African climate week (18 to 22 March) which is seen as a call for dialogue to combat climate change has enabled participants to invite policymakers to put in place more inclusive climate policies, initiating a structured dialogue between Governments and local authorities. Panelists underlined this necessity during a side-event on "CDN in Africa" as part of the African climate week open in the ghanan capital.

In clear terms, the African climate week participants noted in Accra, Ghana, the alarming state of the forest situation at the African continent, calling for measures to preserve forest ecosystems. 

Emphasizing the emission reduction mechanism due to deforestation and forest degradation (REDD +), set up at the UNFCCC Conference of the parties, to economically encourage major tropical forest countries to avoid deforestation and forest degradation, participants noted the need to provide an economic incentive for developing countries to reduce deforestation and invest in more sober alternatives to carbon for a sustainable development.

Speaking on this occasion, the Executive Director of the Pan-African Alliance for Justice and climate (PACJA), Mithika MWENDA, called for the need to implement innovative mechanisms to promote forest conservation.

According to Ms MWENDA, "it is not enough to accept, sign and adopt the Paris climate agreement. However, it is important to act at the local, national and regional levels, noting the role of civil society in the search for innovative solutions to combat deforestation and climate change.

For his part, the Secretary General of United Cities and local Government of Africa (UCLG Africa), Jean Pierre elong Mbassi, noted that local authorities are the first to be concerned with the effects of climate change.

"For this reason, Governments are called upon to open consultations with local authorities and allocate them the necessary resources to play their part in the implementation of nationally determined contributions ( CDN or INDC), "stressed Mr. Mbassi.

On the other hand, Executive Director of the non-governmental organization "MPIDO", Joseph Ole Simel, noted that the impact of climate change affects vulnerable communities, especially indigenous people in Africa.

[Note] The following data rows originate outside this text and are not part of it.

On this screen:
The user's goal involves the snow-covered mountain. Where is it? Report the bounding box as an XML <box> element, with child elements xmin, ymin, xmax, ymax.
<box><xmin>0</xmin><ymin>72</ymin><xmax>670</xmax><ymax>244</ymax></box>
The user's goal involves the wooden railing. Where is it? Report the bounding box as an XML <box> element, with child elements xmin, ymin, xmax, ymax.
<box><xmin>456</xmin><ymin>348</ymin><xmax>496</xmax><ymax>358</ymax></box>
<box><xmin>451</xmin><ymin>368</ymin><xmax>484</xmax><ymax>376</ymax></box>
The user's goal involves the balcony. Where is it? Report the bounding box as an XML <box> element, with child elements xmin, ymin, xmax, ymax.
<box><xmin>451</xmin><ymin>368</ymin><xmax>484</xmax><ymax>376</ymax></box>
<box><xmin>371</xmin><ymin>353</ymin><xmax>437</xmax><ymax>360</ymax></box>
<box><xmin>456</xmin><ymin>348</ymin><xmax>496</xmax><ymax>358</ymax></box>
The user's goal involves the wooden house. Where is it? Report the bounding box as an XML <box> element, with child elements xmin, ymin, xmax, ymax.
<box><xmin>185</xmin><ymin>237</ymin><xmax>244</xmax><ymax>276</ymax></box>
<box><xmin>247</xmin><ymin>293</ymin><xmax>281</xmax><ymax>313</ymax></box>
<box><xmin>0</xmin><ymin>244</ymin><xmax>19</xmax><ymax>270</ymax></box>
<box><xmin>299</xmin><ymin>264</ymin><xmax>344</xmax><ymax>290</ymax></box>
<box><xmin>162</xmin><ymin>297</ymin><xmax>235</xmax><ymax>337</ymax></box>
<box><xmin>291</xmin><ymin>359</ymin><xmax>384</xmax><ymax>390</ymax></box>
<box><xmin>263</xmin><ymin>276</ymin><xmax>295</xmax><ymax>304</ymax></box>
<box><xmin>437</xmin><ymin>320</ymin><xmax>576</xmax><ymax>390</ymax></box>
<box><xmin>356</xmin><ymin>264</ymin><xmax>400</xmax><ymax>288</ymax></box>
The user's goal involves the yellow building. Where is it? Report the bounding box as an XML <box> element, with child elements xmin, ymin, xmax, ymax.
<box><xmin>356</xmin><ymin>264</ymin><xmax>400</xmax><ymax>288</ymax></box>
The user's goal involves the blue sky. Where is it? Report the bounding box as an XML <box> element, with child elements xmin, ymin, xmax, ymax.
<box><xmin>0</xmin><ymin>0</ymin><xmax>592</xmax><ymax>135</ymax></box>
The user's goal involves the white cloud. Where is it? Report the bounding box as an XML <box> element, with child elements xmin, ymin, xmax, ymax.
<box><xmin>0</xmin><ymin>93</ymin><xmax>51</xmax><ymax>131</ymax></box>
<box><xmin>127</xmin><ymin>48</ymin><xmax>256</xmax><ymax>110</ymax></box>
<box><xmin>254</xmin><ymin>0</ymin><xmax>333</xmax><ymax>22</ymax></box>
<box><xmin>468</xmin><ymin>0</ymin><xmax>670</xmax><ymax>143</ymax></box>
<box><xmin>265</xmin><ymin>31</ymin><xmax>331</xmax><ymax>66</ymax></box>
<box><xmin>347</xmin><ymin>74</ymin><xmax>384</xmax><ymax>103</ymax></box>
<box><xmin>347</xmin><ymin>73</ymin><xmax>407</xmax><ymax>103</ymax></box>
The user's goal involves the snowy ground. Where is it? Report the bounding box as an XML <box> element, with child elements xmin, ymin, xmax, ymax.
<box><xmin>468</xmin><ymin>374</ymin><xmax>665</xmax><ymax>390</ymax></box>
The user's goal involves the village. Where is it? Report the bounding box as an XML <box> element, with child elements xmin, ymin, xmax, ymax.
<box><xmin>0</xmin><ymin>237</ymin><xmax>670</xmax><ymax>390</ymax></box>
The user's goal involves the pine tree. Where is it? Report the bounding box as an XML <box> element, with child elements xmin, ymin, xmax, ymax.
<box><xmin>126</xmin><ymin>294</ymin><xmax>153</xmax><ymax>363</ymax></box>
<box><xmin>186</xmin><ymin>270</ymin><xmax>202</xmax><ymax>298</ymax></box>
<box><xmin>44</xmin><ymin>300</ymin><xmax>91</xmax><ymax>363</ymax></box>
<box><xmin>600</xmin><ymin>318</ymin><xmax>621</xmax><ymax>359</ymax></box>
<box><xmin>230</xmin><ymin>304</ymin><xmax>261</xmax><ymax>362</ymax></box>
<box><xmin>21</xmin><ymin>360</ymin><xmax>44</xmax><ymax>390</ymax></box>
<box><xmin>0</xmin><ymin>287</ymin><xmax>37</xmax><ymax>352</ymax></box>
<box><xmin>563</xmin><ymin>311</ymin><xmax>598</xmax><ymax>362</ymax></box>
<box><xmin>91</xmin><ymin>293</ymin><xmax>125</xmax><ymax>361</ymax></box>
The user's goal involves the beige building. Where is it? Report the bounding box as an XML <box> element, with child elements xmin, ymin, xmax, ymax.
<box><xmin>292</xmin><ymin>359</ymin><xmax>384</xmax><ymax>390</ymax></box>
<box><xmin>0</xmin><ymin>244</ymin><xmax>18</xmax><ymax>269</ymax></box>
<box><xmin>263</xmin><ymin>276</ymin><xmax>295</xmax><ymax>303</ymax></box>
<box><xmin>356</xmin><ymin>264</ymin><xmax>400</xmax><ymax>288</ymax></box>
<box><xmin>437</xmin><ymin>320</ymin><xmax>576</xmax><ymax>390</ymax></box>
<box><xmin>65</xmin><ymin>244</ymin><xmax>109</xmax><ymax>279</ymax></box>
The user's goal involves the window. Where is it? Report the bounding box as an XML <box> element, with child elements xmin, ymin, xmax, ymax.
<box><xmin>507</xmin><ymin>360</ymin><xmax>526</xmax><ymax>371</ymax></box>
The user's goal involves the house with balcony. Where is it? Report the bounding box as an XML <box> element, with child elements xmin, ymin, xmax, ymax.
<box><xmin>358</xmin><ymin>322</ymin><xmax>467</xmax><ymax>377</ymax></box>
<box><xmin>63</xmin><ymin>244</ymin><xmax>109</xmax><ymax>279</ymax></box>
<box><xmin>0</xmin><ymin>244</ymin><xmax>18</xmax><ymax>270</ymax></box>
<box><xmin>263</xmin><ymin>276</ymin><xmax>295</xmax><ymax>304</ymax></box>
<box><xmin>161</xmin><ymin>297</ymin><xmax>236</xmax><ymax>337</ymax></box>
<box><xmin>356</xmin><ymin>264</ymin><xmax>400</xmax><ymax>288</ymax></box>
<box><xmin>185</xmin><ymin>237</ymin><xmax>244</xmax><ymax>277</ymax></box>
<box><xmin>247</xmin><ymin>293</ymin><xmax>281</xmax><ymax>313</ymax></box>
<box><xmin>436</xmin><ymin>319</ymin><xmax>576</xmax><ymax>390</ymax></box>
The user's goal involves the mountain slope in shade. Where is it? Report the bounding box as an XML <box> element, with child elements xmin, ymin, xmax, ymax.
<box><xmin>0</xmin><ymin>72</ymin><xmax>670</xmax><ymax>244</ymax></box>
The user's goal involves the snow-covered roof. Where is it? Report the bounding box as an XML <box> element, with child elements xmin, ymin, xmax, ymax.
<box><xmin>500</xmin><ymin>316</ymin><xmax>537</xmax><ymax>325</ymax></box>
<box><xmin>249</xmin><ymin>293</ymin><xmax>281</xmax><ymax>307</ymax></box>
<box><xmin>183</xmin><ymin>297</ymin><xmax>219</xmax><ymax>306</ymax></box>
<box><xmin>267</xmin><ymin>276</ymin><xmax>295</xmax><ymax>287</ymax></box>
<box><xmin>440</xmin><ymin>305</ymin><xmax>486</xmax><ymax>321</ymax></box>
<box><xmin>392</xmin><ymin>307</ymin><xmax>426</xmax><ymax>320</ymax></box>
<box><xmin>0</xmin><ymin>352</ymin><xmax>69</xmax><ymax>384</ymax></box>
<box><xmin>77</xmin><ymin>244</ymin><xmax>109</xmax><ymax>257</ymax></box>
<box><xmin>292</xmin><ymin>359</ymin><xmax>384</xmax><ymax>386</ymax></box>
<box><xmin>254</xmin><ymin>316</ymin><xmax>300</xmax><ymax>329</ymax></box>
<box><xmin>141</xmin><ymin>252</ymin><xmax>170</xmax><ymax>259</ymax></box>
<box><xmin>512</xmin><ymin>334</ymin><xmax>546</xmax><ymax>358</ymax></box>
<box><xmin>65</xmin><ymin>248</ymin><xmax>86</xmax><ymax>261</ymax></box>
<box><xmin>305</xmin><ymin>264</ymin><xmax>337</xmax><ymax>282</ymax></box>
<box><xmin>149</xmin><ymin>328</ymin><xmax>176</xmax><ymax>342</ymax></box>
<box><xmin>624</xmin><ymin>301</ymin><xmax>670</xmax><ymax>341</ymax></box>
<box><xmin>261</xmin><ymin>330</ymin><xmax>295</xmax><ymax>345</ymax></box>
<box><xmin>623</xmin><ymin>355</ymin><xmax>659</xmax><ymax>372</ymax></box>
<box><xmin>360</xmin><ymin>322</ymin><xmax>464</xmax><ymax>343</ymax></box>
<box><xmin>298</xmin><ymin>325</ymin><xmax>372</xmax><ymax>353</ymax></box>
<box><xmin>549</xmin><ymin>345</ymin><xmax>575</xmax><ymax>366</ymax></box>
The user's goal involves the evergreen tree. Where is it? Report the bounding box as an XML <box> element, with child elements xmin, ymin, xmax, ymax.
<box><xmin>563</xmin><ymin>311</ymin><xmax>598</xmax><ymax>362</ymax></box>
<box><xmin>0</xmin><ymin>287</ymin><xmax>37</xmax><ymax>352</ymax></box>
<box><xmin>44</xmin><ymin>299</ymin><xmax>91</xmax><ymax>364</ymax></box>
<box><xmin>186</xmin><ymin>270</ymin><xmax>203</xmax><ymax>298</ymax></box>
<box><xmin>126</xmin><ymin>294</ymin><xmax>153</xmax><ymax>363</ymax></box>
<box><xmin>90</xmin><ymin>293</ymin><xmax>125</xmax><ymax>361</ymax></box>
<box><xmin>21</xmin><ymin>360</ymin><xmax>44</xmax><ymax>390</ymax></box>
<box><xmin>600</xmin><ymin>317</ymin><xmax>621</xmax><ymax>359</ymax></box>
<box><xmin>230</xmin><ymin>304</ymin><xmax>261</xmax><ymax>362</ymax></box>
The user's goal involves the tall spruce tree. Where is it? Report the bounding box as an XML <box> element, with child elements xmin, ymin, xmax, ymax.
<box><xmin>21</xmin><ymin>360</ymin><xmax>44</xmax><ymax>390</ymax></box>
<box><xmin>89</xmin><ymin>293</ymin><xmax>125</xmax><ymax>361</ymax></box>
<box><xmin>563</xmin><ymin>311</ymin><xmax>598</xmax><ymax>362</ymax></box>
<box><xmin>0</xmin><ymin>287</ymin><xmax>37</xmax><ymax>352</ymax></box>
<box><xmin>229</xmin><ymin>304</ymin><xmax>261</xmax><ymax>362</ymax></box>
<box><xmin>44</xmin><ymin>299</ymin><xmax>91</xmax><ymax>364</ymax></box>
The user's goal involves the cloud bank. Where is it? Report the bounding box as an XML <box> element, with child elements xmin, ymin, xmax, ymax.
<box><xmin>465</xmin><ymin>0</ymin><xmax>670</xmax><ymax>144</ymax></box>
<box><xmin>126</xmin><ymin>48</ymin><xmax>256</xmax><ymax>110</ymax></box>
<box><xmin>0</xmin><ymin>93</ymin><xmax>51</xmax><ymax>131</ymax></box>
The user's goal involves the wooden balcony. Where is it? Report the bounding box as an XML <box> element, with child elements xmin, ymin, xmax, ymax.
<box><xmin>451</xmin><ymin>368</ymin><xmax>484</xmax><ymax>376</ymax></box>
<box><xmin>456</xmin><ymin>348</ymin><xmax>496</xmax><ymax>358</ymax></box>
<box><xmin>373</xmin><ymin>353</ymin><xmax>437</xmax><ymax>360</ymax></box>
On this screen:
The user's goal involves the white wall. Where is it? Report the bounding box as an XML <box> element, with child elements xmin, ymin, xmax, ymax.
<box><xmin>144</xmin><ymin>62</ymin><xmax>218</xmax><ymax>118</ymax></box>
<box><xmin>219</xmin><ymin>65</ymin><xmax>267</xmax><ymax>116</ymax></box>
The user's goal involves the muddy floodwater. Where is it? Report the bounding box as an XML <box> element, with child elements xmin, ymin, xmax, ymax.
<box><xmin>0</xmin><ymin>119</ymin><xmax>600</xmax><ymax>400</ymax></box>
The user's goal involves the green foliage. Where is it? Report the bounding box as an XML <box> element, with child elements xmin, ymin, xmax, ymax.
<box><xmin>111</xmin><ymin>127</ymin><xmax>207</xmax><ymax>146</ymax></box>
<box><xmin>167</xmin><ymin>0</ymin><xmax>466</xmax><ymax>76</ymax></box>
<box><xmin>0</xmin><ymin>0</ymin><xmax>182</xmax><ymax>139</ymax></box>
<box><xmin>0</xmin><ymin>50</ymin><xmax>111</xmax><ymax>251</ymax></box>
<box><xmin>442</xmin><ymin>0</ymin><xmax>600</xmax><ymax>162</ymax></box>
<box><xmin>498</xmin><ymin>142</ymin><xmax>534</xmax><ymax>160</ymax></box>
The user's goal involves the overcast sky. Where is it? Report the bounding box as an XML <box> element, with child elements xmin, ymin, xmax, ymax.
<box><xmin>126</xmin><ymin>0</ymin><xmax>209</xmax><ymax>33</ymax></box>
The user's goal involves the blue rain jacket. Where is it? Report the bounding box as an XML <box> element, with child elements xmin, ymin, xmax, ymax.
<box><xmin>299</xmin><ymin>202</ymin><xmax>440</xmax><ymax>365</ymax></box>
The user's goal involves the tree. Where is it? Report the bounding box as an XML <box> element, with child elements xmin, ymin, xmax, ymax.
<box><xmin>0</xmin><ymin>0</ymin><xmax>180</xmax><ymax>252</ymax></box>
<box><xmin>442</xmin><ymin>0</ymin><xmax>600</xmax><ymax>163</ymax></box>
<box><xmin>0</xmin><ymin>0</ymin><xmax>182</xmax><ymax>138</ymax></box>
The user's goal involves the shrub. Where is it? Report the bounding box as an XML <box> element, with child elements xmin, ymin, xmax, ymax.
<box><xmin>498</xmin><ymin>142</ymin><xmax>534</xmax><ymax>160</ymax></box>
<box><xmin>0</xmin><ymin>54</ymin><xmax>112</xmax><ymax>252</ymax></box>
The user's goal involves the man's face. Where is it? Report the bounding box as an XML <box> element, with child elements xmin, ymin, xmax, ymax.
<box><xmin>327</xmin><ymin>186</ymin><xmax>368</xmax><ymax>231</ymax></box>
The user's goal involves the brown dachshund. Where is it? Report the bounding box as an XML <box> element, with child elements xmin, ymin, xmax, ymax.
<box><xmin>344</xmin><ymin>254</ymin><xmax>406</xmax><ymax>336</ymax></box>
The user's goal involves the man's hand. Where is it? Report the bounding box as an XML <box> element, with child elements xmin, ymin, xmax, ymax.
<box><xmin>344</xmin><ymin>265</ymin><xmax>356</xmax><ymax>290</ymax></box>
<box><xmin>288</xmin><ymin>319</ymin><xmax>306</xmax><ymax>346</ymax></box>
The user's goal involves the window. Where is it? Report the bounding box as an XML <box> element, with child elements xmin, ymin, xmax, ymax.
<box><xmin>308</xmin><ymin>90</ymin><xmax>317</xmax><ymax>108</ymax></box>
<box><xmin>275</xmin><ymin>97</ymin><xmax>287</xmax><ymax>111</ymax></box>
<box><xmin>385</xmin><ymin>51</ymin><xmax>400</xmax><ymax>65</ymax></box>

"So far we are doing very well, but I think we need to do more," he said, adding that this event is an opportunity to share experiences and identify challenges and best practices in preserving of forests in Africa.

The Senior Manager at the International Council for local environmental initiatives, Meggan spires, meanwhile, called for the need to develop the necessary conditions of territorial governance, to engage national and non-State actors and improve the collection of data on the CDN implementation process.

The objective of the African climate week is to encourage the implementation of nationally determined contributions (CDN) under the Paris agreement and climate measures to achieve the sustainable development goals of 2030.

The event, which brings together various public and private actors, aims to help demonstrate that there is genuine international support for strengthening climate action.

The week focuses on how engagement between parties to the UN-led international process to cope with climate change and other actors can be further strengthened in key areas for Africa, including energy, agriculture and human habitat.